At parliament, the finance committee resumed discussion of the issue of borrowers who took out loans in foreign currency – mostly Swiss francs – only to find themselves in dire straits after the exchange rate between the franc and the euro went against them, increasing their outstanding debt by 35 to 40 per cent for loans taken out in the period from 2008 to 2010.
The committee decided to issue a two-week ultimatum for the Central Bank to come up with options to resolve the issue.
Last month, committee members had warned commercial banks that, barring their help in resolving the issue, it would seek to legislate solutions for borrowers – artificially pegging the exchange rate to the point it was on the date the loan agreement was signed, forcing the losses since then on the lender.
At Monday’s session, the Central Bank said this was not an option, as it would deal a blow on banks’ capital buffers and create issues of moral hazard.
A more effective option, it added, would be letting the oversight authority continue to engage the banks in dialogue over improving their loan schemes to benefit distressed borrowers, which a CBC representative said “produced positive results”.
Of the 3,000 borrowers found to have received credit in foreign currency, approximately 40 per cent – €600 million in 1,200 accounts – were Cyprus residents, the Central Bank said.
According to the Central Bank’s stats report on the issue, 98 per cent of foreign-currency loans were made by the Bank of Cyprus, Hellenic Bank, and Alpha Bank.
The same report estimated that, if the loans were to return to the original exchange rate, the Bank of Cyprus stands to bear losses of €147 million, Hellenic Bank €11 million, and Alpha Bank (only from housing loans) €10 million.
Total losses across the Cypriot banking system could reach €250 million, the report found.
The losses would impact banks’ capital adequacy, the CBC rep said.
Committee members appeared dissatisfied with the CBC’s arguments, and complained that it failed to present them with viable proposals.
Borrowers’ association deputy head Spiros Spiridonos said the banks share the blame for the problem with the CBC.
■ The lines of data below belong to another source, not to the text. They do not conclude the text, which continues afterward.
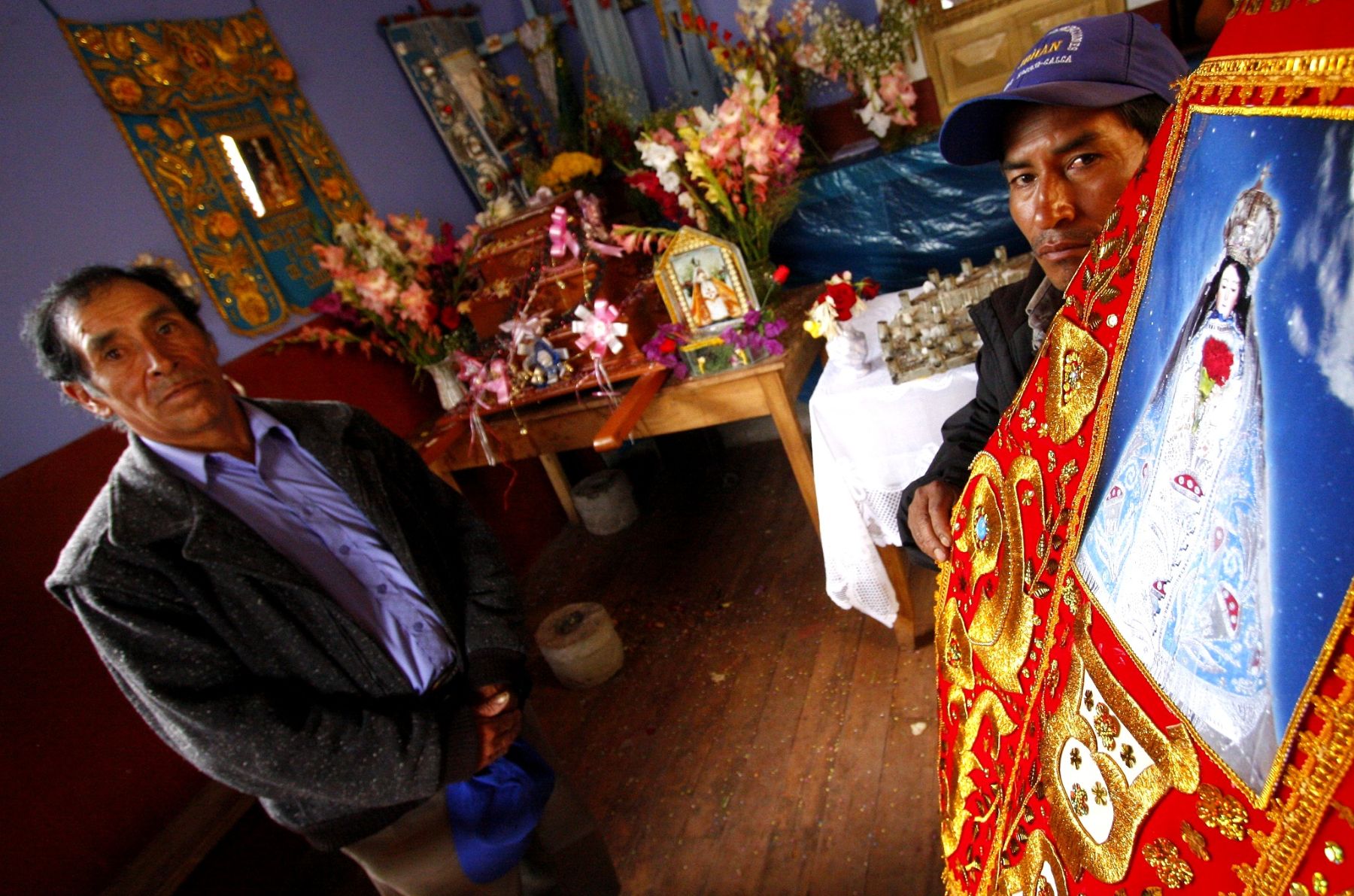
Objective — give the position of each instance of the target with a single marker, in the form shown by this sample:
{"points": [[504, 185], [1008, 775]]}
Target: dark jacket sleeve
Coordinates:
{"points": [[250, 674], [257, 728], [466, 569]]}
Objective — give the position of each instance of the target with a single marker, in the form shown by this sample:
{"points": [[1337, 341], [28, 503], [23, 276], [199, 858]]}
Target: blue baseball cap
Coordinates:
{"points": [[1093, 62]]}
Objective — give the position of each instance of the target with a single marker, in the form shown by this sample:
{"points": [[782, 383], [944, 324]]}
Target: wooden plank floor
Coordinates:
{"points": [[758, 738]]}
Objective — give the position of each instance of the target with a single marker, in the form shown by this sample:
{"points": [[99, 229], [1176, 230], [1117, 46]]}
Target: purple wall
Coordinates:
{"points": [[71, 193]]}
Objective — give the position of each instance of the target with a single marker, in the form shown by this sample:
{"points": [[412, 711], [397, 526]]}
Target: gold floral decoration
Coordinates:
{"points": [[1164, 857], [1100, 837]]}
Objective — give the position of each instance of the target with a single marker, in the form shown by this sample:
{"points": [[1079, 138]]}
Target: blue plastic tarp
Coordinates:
{"points": [[895, 217]]}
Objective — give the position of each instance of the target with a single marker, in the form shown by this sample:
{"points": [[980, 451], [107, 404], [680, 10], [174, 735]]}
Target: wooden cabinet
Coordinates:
{"points": [[973, 47]]}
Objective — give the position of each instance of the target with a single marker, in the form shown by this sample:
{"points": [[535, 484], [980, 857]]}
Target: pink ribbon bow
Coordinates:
{"points": [[561, 237], [597, 328]]}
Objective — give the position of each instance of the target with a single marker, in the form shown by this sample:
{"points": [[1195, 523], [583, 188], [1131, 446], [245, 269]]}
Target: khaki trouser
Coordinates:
{"points": [[416, 855]]}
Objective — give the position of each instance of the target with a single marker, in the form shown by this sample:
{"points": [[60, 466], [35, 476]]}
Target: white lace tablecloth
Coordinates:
{"points": [[871, 439]]}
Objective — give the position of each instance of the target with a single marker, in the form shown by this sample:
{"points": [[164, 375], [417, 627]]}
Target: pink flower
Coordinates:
{"points": [[898, 95], [416, 306], [335, 260], [378, 291]]}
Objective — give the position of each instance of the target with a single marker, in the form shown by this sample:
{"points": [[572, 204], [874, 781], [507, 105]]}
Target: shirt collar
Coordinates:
{"points": [[194, 464], [1042, 309]]}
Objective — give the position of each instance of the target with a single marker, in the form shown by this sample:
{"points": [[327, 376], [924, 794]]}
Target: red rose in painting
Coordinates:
{"points": [[1218, 362]]}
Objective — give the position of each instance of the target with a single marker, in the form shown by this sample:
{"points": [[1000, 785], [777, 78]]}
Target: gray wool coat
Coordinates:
{"points": [[245, 667]]}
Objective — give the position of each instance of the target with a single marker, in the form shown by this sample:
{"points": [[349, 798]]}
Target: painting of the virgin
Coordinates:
{"points": [[1195, 547]]}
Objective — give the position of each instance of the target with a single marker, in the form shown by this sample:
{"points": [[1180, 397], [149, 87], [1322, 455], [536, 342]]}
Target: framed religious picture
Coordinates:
{"points": [[706, 287], [470, 114]]}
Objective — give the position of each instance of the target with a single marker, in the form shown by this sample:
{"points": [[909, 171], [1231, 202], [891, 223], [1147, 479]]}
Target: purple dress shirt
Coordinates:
{"points": [[287, 497]]}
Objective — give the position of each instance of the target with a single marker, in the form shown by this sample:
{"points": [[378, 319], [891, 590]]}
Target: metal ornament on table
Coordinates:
{"points": [[932, 332]]}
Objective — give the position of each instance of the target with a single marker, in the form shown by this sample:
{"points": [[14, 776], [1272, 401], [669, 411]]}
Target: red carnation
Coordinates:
{"points": [[842, 296], [450, 317], [1218, 360]]}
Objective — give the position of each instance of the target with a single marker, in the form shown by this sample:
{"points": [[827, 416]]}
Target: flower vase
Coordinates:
{"points": [[848, 350], [450, 389]]}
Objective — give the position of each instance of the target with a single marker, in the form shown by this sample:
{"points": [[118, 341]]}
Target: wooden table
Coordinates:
{"points": [[649, 408], [565, 424]]}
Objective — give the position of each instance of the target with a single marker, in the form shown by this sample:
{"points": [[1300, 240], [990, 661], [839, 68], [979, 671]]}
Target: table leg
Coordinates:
{"points": [[561, 484], [907, 630], [782, 408]]}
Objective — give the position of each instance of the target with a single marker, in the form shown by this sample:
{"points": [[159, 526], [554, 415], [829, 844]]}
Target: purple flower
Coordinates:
{"points": [[333, 305]]}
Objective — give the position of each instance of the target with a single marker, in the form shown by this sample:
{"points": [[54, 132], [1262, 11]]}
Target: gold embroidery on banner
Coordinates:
{"points": [[1003, 623], [1223, 812], [1076, 367], [1039, 870], [961, 761], [1164, 760], [981, 536], [1326, 760], [1195, 841], [956, 661], [1164, 857], [1296, 74]]}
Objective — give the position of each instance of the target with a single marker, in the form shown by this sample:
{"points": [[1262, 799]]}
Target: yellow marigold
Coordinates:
{"points": [[566, 167]]}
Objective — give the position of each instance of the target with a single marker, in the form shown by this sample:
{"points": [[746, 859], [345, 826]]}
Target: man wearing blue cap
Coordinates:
{"points": [[1070, 129]]}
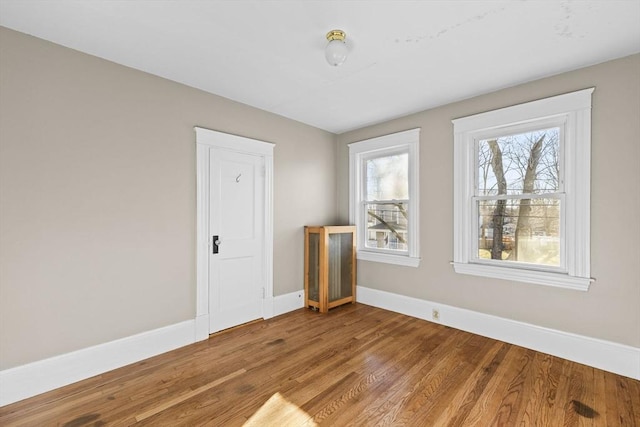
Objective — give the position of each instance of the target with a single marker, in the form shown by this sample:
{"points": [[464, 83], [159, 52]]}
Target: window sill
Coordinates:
{"points": [[403, 260], [559, 280]]}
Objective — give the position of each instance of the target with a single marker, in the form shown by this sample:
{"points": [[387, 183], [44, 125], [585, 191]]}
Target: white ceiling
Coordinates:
{"points": [[405, 56]]}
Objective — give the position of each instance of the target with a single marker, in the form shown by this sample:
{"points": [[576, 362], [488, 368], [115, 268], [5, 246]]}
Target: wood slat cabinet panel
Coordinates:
{"points": [[329, 266]]}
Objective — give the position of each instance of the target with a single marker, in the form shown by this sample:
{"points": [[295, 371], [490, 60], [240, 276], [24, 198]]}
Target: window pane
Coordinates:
{"points": [[386, 178], [386, 226], [525, 230], [519, 164]]}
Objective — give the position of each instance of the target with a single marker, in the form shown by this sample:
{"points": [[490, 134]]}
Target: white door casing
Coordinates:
{"points": [[238, 171]]}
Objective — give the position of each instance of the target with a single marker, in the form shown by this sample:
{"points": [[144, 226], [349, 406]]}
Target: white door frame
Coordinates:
{"points": [[205, 140]]}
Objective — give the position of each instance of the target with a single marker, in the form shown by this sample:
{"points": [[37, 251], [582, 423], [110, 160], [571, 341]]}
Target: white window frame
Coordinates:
{"points": [[406, 141], [571, 112]]}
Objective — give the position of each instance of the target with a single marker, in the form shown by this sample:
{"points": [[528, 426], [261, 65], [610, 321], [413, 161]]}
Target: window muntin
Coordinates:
{"points": [[383, 176], [518, 199], [559, 201], [386, 201]]}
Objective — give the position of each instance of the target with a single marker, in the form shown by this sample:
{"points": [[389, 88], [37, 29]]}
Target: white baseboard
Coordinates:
{"points": [[38, 377], [606, 355], [288, 302]]}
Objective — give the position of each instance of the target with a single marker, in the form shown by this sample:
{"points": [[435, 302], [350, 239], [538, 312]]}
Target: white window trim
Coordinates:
{"points": [[575, 109], [402, 140]]}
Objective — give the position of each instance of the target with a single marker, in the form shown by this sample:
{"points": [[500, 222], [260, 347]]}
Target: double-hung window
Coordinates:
{"points": [[522, 193], [383, 177]]}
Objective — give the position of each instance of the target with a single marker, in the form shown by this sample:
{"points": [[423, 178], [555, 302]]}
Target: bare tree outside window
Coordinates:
{"points": [[518, 197]]}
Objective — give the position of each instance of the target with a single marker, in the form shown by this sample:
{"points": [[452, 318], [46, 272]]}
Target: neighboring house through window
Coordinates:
{"points": [[522, 192], [383, 178]]}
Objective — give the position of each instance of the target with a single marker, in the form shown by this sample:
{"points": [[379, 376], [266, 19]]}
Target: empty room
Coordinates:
{"points": [[319, 213]]}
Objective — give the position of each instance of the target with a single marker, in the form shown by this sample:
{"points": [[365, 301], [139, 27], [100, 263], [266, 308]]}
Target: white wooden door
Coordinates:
{"points": [[236, 258]]}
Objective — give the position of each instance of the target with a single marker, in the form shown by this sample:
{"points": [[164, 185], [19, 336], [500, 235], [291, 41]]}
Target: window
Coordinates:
{"points": [[383, 179], [522, 192]]}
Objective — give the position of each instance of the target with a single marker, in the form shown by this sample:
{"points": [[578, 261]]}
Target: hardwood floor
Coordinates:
{"points": [[356, 366]]}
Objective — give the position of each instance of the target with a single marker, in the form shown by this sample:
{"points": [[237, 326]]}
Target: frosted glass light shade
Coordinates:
{"points": [[336, 52]]}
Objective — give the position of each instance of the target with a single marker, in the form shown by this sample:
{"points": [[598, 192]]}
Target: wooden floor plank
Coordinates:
{"points": [[356, 365]]}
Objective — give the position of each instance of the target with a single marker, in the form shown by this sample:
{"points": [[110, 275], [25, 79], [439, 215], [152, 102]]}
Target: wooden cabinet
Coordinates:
{"points": [[329, 266]]}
“These are not loans per se,” he said.
“They are a combination of a loan with a high-risk investment product, which require specialized handling by the banks, which was never deployed. There are European court rulings vindicating our cause, even though some banks in Cyprus claim these don’t apply to them. For us, the issue is crystal-clear: the banks are as culpable for this problem as the CBC, because it had spotted these types of loans as far back as 2006, and it chose to do nothing.”